La bande de Gaza est témoin d’un déclin dramatique des abeilles qui jadis peuplaient les terres agricoles et les jardins à travers l’enclave côtière.
De nombreux Gazaouis accusent Israël de tuer et de chasser délibérément des abeilles en pulvérisant des pesticides toxiques près des ruchers et des arbres en fleurs dans les zones jouxtant la barrière de séparation, lesquelles ont également été lourdement rasées au bulldozer sous le prétexte de sécurité.
La production de miel représente une activité agricole importante dans la bande de Gaza.

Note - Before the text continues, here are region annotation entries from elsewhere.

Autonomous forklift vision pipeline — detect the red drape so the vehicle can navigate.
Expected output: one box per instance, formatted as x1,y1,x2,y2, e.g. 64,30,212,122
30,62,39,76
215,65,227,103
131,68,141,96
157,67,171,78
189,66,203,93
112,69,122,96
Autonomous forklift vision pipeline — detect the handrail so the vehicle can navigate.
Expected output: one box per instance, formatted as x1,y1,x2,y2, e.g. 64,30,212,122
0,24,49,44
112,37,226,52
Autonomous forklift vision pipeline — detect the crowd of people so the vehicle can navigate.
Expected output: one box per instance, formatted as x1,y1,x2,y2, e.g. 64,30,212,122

C’est aussi l’un des produits les plus faciles à produire, ne nécessitant que le nectar des plantes à fleurs.
Mais le secteur est également l’un des plus touchés par les activités israéliennes, car la majeure partie de la production provient du long de la barrière avec Israël [Palestine de 48].
En raison de l’étalement urbain et du manque de terres agricoles à Gaza, de nombreux apiculteurs placent des ruches à la limite orientale avec Israël, où de nombreuses cultures sont situées côté israélien.
Les abeilles traversent librement la frontière et reviennent, pollinisant également les cultures à l’intérieur de la bande de Gaza.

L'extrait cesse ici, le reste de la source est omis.